What a week! Since I last posted, more things have broken in our home (a lamp and a mug), my skating rink started its reduced session summer schedule, and I utterly failed at my first attempt to make popsicles. If you haven’t ever tried sucking on barely flavored ice, I would not recommend it.
In the same week, though, I started wedding planning in earnest, I discovered the joys of grownup vacuums, and used a coworking space for the first time. And while I will not be cooking again until our dishwasher comes back from vacation, I did make several more Austrian dishes I’ll share soon.
I’ve also been hard at work on another creative outlet: watercolor.
When I was little, the first thing I ever wanted to be was an artist.
Maybe it was because my cousin stayed with us while completing her art degree, or maybe it was because being an artist seemed like such a cool thing to be. So I told my mom, and I took a few lessons outside of school art classes, but all I remember from them is that children’s watercolor set didn’t seem to be of any use at all, and that I really hated working with oil pastels. Too smeary.
Mostly, though, I doodled. In kindergarten, I made my mom valentines by coloring hearts within hearts with pastel markers. In first grade, I drew horrifying representations of my family and illustrated a story of us and our nonexistent cat.
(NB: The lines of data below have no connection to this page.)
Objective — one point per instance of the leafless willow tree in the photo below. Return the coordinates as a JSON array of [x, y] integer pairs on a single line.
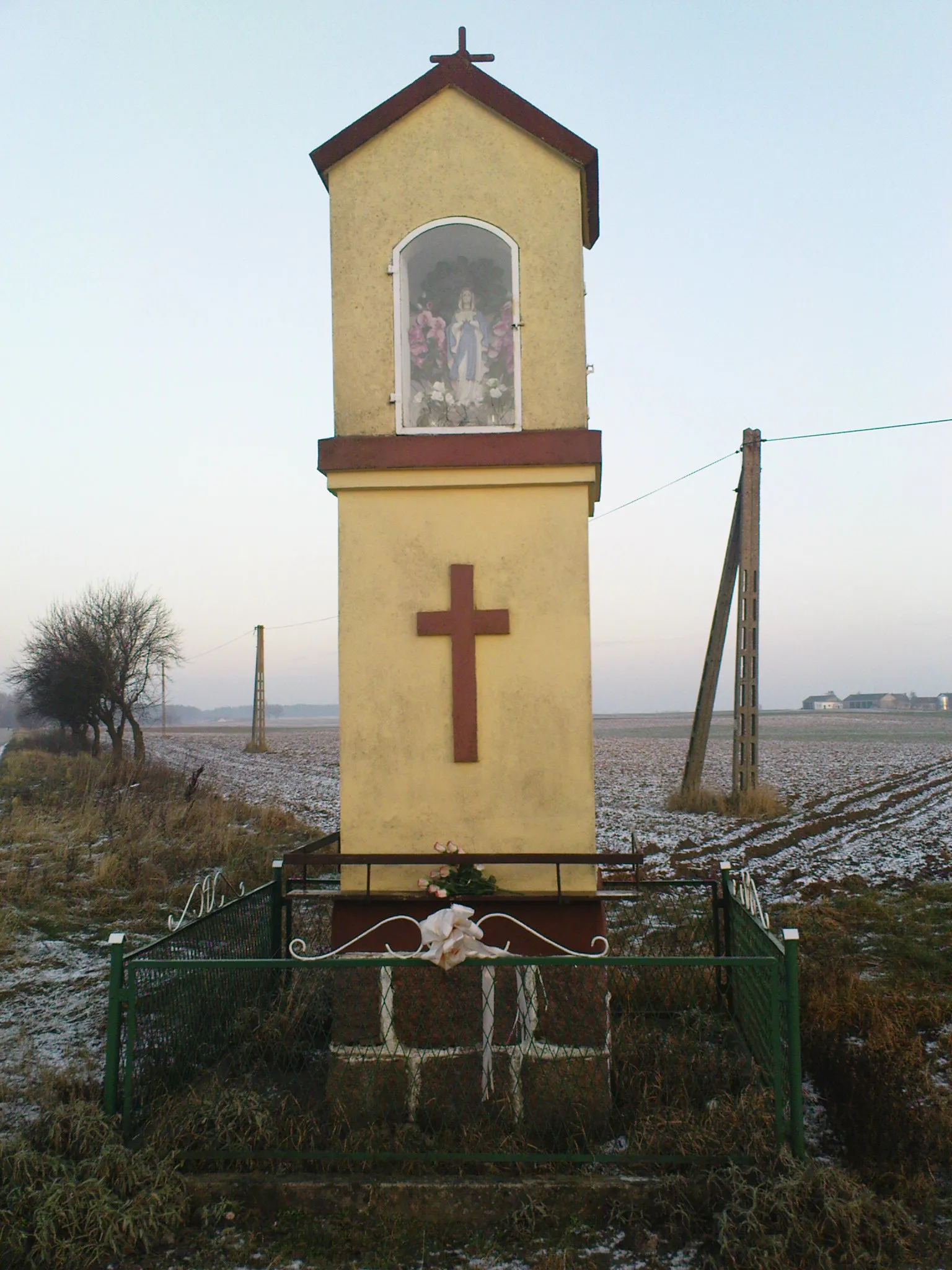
[[97, 662]]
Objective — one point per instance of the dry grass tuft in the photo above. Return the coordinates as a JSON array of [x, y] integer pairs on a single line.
[[876, 998], [700, 802], [759, 804], [73, 1196]]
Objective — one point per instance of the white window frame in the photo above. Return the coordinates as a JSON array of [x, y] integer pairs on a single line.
[[402, 360]]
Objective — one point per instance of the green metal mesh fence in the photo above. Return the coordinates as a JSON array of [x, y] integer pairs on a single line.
[[759, 1002], [664, 1050], [240, 929], [372, 1059]]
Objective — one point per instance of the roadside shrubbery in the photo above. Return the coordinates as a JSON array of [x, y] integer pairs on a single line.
[[86, 841]]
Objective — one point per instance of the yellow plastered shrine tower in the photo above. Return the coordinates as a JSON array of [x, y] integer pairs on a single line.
[[465, 474]]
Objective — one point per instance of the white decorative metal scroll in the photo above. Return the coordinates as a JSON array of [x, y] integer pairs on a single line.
[[448, 938], [746, 894], [207, 888]]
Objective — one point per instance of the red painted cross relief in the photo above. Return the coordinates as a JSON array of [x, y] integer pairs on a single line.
[[462, 623]]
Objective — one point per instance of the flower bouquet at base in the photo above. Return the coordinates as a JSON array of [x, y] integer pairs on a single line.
[[460, 878]]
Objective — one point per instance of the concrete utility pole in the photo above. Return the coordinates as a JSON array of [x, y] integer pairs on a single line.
[[697, 746], [746, 682], [258, 745]]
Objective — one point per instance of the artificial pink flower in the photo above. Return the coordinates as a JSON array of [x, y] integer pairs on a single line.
[[501, 342], [427, 329]]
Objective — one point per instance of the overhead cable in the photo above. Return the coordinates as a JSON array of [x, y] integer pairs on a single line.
[[850, 432], [667, 486]]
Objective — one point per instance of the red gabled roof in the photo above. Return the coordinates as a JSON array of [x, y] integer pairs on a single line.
[[459, 71]]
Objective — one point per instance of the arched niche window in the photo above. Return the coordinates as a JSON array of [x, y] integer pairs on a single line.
[[456, 315]]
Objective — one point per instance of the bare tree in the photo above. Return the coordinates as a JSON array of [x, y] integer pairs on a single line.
[[56, 676], [133, 637], [95, 662]]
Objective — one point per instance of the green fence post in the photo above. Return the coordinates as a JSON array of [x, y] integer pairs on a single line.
[[791, 950], [728, 933], [777, 1053], [113, 1025], [130, 1053], [277, 907]]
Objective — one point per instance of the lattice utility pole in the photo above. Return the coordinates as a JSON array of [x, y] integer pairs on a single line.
[[746, 683], [258, 745], [700, 732]]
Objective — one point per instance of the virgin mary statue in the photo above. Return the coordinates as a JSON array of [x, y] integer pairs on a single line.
[[467, 346]]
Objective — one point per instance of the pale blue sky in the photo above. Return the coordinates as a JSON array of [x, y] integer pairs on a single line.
[[775, 253]]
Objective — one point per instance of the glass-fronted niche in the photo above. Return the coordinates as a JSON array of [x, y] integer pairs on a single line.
[[457, 335]]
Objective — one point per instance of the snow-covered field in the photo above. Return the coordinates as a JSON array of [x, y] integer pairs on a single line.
[[870, 797]]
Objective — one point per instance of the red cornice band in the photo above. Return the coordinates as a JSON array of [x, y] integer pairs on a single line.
[[550, 448]]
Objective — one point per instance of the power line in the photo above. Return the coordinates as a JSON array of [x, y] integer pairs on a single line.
[[800, 436], [287, 628], [667, 486], [220, 646], [314, 621], [850, 432]]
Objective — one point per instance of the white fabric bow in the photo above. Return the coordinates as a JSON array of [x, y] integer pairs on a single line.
[[452, 938]]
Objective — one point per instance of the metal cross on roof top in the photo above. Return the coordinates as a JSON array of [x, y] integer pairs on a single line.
[[462, 52]]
In second grade, when I discovered Sailor Moon, I copied all my favorite characters in a style I now remember as “strawberry heads.” And in middle school through college, when I discovered that drawing helped keep me awake, I filled both sketchbooks and the margins of my notes with all sorts of doodles, from Harry Potter to fantasy heroines.
As I entered the workforce, I stopped having time to just sit down and draw, but doodling saved me during a lot of tedious meetings and became a party trick. But even though figure skating became my creative outlet, I still missed creating.
When I planned my Europe trip in May, I noticed that AirBnb had started offering Experiences – everything from tours to cooking classes to bar crawls – that, because they were mostly offered by locals, seemed more authentic than the more established tours on TripAdvisor and other side. And for Budapest, the experience that caught my eye was Watercolor Urban Sketching with Odett, a local artist.
So, on a Thursday morning in May, still damp from my visit to the Gellert Baths, I met Odett and the other students at the Budapest Eye. The weather was “grumpy,” as Odett put it, so we went to a little coffee shop where she had set everything up. We got a drink, settled in to learn about perspective and composition and lighting, sketched out our buildings, and then we began to paint.
I think one of the reasons we travel is to imagine who we could have been if we’d been born across a border or an ocean in another life. And when that first swath of water washed over the paper, and the colors bloomed and swirled, following its path, I didn’t just imagine – I became who I dreamed I could be when I was five years old. An artist.
I didn’t want it to end. So when I got home from Europe, I picked up some student-grade paints and supplies. That night, I stared at the blank paper for a bit, afraid that the magic I’d found in Europe hadn’t come back with me. What if I’d only been able to paint with a teacher in front of me to fix my mistakes? What if I’d just wasted my money on a silly dream?
In all art forms, the first piece of advice you usually get is to stick to what you know. Write what you know. Cook what you know. And in this case, paint what you know.
So, naturally, I painted doughnuts.
And then, two days later after I’d eaten the doughnuts, and with a little more confidence, I painted Sailor Moon.
I learned that night that some party tricks never leave you. This, though, was better than I’d ever done as a kid. And yet when I showed my paintings to my mother, she saw it a bit differently.
“It looks just like your drawings from when you were little,” she said. “Exactly the same.”
The same spirit, I think she meant. Either way, I know my five year old self would be very proud. And if I can keep doing things that make my inner child proud – which is one of the points of this blog – my thirty year old self will be, too.